Use of client's crt/key pair to launch a cluster memeber

[ayashjorden]

Hello ETCd team, I've got a security question for you.

Assuming that we have a TLS enabled cluster with N members. Both --peer-client-cert-auth and --client-cert-auth are enabled as well.

Given that one gains access to a client's TLS crt/key pair, will he/she be able to launch a cluster member ETCd instance using the client's TLS crt/key pair and it will successfully join the cluster?

I've read through #8262, which is great, but currently I have to run two CAs, one will generate ETCd cluster peers' crt/key-s and the second will generate clients' crt/key-pairs (k8s, applications and such.)

The issue is not clear on the TLS page.

I will be able to test it in a couple of days, but until then, if anyone can comment or share experience, that would be great 👍

Best, Yarden

[jpbetz]

@ayashjorden Are you asking if the cert/key pairs used for "client-to-server" communication can also be used for "server-to-server / cluster" communication? My reading of the TLS page is that they are separate. What did you find unclear about the page?

[ayashjorden]

Hi @jpbetz,

My reading of the TLS page is that I can use two crt/key pairs in the cluster-member configuration. One for server-to-server and one for client-to-server. but it does not explain how cluster members are controlled.

Given that I have one CA that issues certificates for cluster-members and clients(with CN or SAN), What prevents me from using a client-to-server crt/key pair for server-to-server / cluster communication?

Is there some RBAC for cluster members?

[gyuho]

will he/she be able to launch a cluster member ETCd instance using the client's TLS crt/key pair and it will successfully join the cluster?

Only if your server certs have matching hosts (either exact or wildcard matching). DNS SAN wildcard reverse lookup is only available from etcd v3.2.5.

[ayashjorden]

That would be a nice experiment

As @Ulexus mentioned in this thread, the best practice for preventing interloop cluster members is multiple CAs. one for server-to-server and another for client-to-server.

IMO, this information/scenario should be mentioned-explained in ETCd security page.

Any comments/ideas?

[Ulexus]

Also note that the PKI for the members is only used between members, so it's much easier (better?) to use a private, unaffiliated, unregistered, undistributed CA for the peering system.

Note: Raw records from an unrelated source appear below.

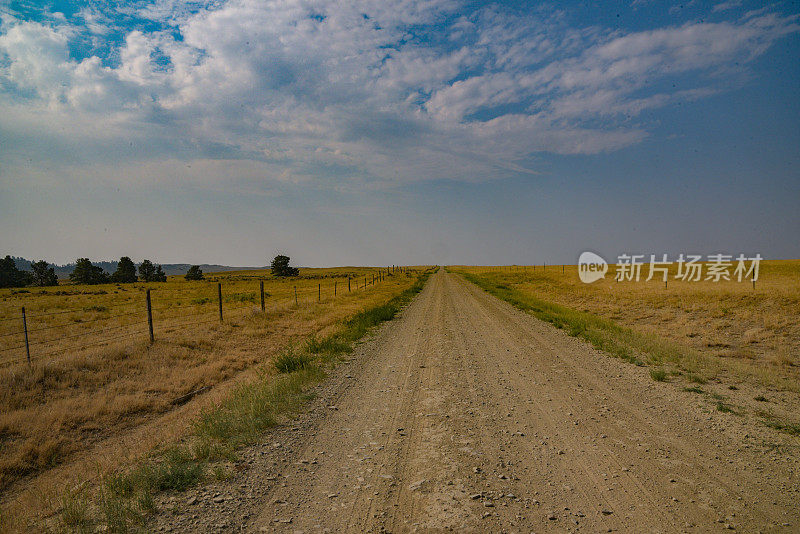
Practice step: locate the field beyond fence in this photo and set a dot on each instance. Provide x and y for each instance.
(94, 374)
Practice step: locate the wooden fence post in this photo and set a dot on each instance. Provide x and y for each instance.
(150, 317)
(219, 297)
(25, 328)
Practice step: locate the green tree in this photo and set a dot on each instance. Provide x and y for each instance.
(86, 273)
(10, 276)
(43, 274)
(160, 275)
(147, 271)
(126, 271)
(194, 273)
(280, 267)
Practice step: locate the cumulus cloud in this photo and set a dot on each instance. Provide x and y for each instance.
(367, 91)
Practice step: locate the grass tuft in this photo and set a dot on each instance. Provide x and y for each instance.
(658, 374)
(289, 362)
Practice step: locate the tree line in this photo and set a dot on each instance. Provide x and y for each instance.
(43, 274)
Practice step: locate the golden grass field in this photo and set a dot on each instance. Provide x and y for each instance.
(95, 378)
(747, 331)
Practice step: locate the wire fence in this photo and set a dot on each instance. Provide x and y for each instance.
(150, 314)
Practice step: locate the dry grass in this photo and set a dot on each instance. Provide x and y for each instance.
(82, 390)
(726, 326)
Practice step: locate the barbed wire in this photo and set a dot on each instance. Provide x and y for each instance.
(291, 296)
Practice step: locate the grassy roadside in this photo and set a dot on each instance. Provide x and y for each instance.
(124, 500)
(666, 358)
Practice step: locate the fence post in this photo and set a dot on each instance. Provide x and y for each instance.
(25, 328)
(219, 297)
(150, 317)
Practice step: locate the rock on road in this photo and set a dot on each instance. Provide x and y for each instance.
(464, 414)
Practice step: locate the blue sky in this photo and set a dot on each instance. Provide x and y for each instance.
(414, 131)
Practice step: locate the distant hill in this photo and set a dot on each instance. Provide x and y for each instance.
(110, 266)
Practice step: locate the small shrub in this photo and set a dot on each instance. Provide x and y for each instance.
(789, 428)
(658, 374)
(329, 346)
(289, 362)
(75, 512)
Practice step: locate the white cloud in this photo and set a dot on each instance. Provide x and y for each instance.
(363, 91)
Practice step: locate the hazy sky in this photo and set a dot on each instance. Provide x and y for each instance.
(412, 131)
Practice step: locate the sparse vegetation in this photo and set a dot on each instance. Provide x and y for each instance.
(289, 362)
(658, 374)
(100, 390)
(194, 273)
(724, 408)
(126, 497)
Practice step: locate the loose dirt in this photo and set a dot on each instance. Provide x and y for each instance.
(465, 414)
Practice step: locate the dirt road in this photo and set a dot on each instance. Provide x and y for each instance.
(465, 414)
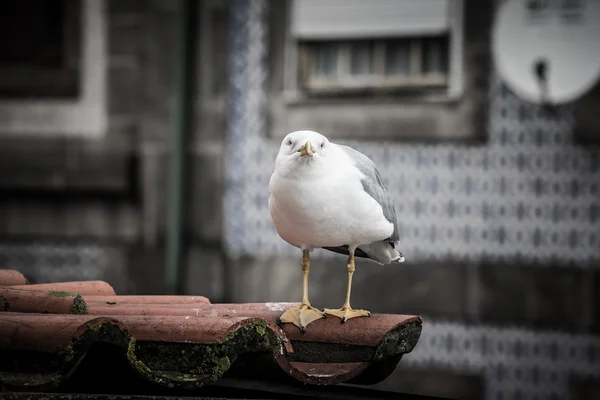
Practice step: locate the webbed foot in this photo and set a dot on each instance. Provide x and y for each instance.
(345, 313)
(301, 316)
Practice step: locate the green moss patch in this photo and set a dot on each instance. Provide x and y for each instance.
(195, 365)
(398, 341)
(4, 304)
(60, 293)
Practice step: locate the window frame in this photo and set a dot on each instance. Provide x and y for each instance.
(378, 81)
(297, 86)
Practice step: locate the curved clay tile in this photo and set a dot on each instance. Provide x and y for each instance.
(51, 301)
(10, 277)
(84, 288)
(190, 346)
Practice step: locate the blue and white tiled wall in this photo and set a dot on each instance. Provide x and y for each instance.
(528, 194)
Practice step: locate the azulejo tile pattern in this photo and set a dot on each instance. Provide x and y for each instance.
(516, 363)
(529, 193)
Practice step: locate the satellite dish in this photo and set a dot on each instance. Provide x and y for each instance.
(548, 51)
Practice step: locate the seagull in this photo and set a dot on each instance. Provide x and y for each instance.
(330, 196)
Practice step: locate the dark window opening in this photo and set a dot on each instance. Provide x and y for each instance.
(40, 48)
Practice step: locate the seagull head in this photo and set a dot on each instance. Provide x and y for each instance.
(303, 152)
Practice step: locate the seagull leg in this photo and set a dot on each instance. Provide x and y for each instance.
(346, 312)
(303, 314)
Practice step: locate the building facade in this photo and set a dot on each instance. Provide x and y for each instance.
(498, 199)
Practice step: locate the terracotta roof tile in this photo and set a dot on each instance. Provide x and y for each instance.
(184, 341)
(9, 277)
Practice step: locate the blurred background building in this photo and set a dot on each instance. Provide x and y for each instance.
(137, 139)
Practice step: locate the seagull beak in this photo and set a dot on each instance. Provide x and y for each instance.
(307, 149)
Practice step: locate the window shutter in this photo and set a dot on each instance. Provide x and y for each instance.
(338, 19)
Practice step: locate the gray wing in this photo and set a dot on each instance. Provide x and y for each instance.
(374, 185)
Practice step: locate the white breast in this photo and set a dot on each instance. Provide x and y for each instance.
(329, 210)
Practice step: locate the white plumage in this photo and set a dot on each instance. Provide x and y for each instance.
(325, 201)
(326, 195)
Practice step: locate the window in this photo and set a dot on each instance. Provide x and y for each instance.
(380, 69)
(39, 48)
(375, 46)
(53, 67)
(384, 64)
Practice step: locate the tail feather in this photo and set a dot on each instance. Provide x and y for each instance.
(381, 252)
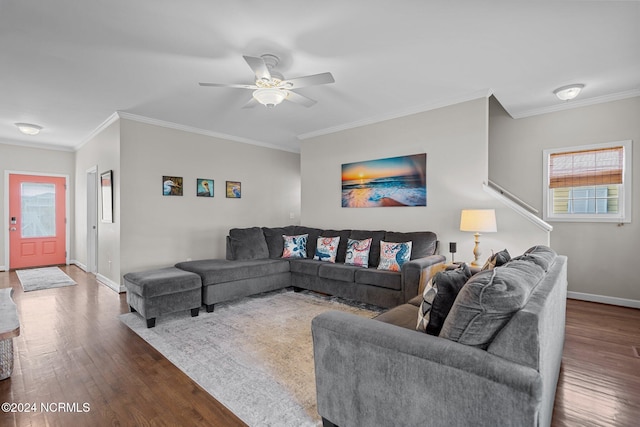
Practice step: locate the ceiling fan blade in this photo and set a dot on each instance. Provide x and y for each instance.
(300, 99)
(252, 103)
(316, 79)
(259, 67)
(238, 86)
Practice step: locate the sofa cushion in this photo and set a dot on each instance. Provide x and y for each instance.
(358, 252)
(304, 266)
(448, 284)
(376, 237)
(342, 247)
(295, 246)
(379, 278)
(327, 249)
(423, 243)
(393, 255)
(496, 260)
(488, 301)
(213, 271)
(341, 272)
(275, 242)
(313, 233)
(248, 244)
(403, 315)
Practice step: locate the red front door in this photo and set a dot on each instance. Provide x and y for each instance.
(37, 218)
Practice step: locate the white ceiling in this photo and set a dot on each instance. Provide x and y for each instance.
(68, 65)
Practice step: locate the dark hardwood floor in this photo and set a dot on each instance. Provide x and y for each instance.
(73, 350)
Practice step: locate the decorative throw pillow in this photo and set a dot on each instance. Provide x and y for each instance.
(358, 252)
(295, 246)
(424, 312)
(448, 284)
(327, 249)
(496, 260)
(393, 255)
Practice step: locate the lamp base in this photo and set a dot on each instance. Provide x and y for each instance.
(476, 251)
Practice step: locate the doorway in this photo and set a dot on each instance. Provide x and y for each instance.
(37, 220)
(92, 220)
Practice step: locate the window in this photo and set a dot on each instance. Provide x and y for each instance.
(588, 183)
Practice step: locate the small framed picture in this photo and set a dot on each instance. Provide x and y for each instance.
(204, 187)
(172, 185)
(234, 189)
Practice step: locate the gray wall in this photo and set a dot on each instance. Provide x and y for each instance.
(455, 139)
(602, 256)
(158, 231)
(34, 160)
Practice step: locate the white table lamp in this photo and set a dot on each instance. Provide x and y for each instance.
(478, 221)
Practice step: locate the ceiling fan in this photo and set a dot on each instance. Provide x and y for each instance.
(271, 88)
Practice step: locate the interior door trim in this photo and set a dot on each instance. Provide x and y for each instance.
(5, 224)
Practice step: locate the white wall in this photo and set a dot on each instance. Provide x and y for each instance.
(158, 231)
(602, 256)
(455, 139)
(103, 151)
(34, 160)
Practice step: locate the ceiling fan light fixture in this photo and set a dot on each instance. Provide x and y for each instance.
(566, 93)
(28, 128)
(270, 97)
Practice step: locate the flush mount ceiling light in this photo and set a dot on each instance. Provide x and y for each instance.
(565, 93)
(28, 128)
(270, 97)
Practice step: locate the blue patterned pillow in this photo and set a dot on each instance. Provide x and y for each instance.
(327, 249)
(295, 246)
(393, 255)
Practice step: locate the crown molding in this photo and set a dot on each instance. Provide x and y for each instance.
(109, 121)
(38, 145)
(484, 93)
(176, 126)
(568, 105)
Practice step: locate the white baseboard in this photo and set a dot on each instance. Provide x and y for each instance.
(108, 282)
(604, 299)
(79, 265)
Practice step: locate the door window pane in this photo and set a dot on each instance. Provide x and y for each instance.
(38, 210)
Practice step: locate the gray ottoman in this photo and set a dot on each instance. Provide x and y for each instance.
(156, 292)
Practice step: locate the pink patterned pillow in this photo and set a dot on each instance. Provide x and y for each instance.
(327, 249)
(358, 252)
(393, 255)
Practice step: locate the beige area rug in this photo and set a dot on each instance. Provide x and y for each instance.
(254, 355)
(35, 279)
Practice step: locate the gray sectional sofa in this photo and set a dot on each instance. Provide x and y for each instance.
(495, 361)
(254, 264)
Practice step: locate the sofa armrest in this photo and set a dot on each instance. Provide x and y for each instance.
(417, 272)
(373, 373)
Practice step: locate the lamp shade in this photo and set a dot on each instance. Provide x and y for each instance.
(478, 220)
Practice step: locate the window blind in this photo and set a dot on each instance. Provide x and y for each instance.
(589, 167)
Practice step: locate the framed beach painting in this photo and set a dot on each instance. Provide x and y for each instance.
(234, 189)
(172, 185)
(392, 181)
(204, 187)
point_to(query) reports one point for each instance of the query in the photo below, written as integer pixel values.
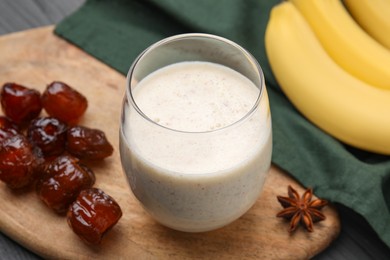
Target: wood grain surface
(35, 58)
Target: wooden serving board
(37, 57)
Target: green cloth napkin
(117, 31)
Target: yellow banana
(346, 42)
(340, 104)
(373, 16)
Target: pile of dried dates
(49, 152)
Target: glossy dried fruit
(63, 102)
(49, 134)
(87, 143)
(19, 103)
(63, 180)
(93, 214)
(18, 162)
(7, 128)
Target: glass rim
(129, 92)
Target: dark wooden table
(356, 241)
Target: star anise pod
(301, 209)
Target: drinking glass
(196, 180)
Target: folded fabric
(117, 31)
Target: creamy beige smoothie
(200, 160)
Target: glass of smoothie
(195, 135)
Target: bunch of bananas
(333, 71)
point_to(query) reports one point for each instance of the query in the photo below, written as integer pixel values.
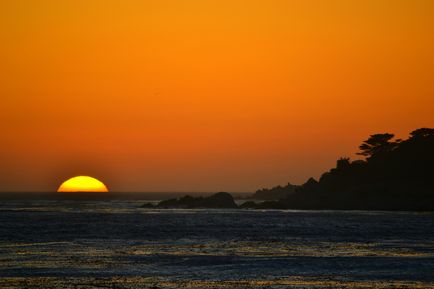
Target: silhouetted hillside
(396, 175)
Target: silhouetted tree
(378, 145)
(343, 164)
(422, 133)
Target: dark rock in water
(218, 200)
(147, 205)
(248, 205)
(278, 205)
(275, 193)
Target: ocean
(117, 244)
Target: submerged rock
(217, 201)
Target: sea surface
(117, 244)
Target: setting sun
(82, 184)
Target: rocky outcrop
(217, 201)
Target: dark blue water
(66, 241)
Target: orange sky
(205, 95)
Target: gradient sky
(205, 95)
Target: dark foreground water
(116, 244)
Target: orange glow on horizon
(205, 95)
(82, 184)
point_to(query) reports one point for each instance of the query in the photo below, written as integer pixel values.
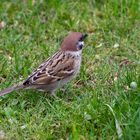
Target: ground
(103, 101)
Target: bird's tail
(10, 89)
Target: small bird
(56, 70)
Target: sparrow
(58, 69)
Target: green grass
(100, 97)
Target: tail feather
(10, 89)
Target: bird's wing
(56, 68)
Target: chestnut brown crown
(73, 42)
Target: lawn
(103, 101)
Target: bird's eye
(80, 45)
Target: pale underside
(55, 71)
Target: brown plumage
(58, 69)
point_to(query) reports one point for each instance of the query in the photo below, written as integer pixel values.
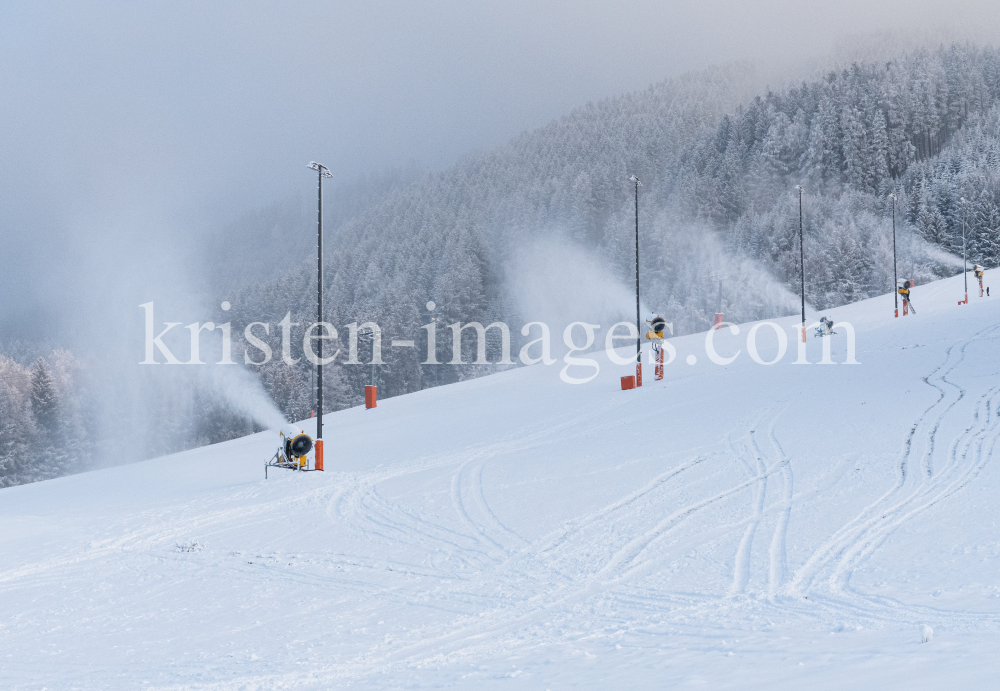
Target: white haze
(134, 128)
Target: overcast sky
(128, 125)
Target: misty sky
(129, 128)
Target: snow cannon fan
(292, 452)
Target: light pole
(965, 261)
(321, 172)
(802, 265)
(638, 318)
(895, 278)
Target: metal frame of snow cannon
(291, 453)
(826, 329)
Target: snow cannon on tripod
(292, 453)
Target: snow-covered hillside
(740, 526)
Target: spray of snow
(557, 282)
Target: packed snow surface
(741, 526)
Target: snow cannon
(292, 451)
(298, 446)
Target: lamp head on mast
(324, 171)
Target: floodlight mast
(895, 277)
(965, 258)
(638, 318)
(321, 172)
(802, 265)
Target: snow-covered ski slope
(744, 527)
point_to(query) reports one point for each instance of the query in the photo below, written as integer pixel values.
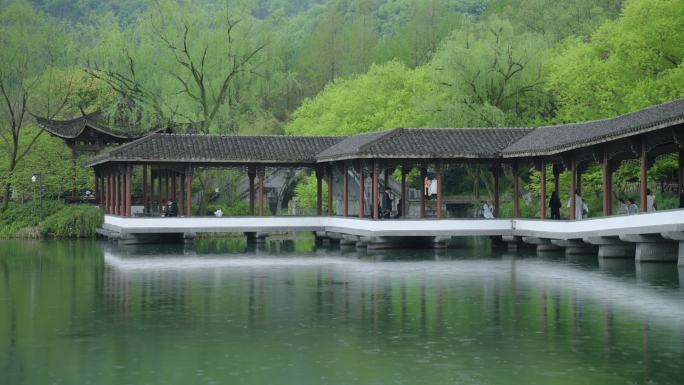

You can (should) create your client certificates such that they do not have any authorized IPs and thus cannot match any host, causing them to fail their CN and SAN checks, which will cause them to be unable to peer. However, you're really at the mercy of any number of problems anyway. A client could change any data in the database. A client could change the membership such that quorum is lost. A client could add members which bypass non-source-discriminatory firwalls.

Basically, then, if you can't trust your clients, you really need to use role-based access control on the client side. No amount of PKI wrangling alone will protect your cluster if your clients are compromised.

[ayashjorden]

@Ulexus, to clarify, by

you really ned to use RBAC on the client side

you mean the ETCd RBAC system on the KeySpace?

I'm curious how a client can issue membership/quorum related commands?

And even more, is there a page/article about the KeySpace structure? (not that its a B-tree, but the functional structure... how metadata is stored, cluster and clients' data?

[Ulexus]

The root roles provide access to the cluster membership controls, from what I understand, yes. In etcdv2, the membership data was stored inside the key space like everything else. I presume (but have not verified) that this is still true for etcdv3.

If the vulnerability you are trying to address is a compromised client keyset (and, one presumes, any authentication thereof), then keeping your operational clients constrained within restricted roles seems to be the surest answer.

[ayashjorden]

Thank you all for the valuable info and insights.

Is there any way I can help to get this information to the community in a more visible way than a Github issue?

[gyuho]

We have auth doc https://github.com/coreos/etcd/blob/master/Documentation/op-guide/authentication.md. And https://github.com/coreos/etcd/blob/master/Documentation/op-guide/security.md. If you find anything missing, please let us know. Thanks!

[ayashjorden]

@gyuho, The two links provided does not describe what what discussed in this ticket about best-practices for authorization of cluster-members vs. cluster-clients.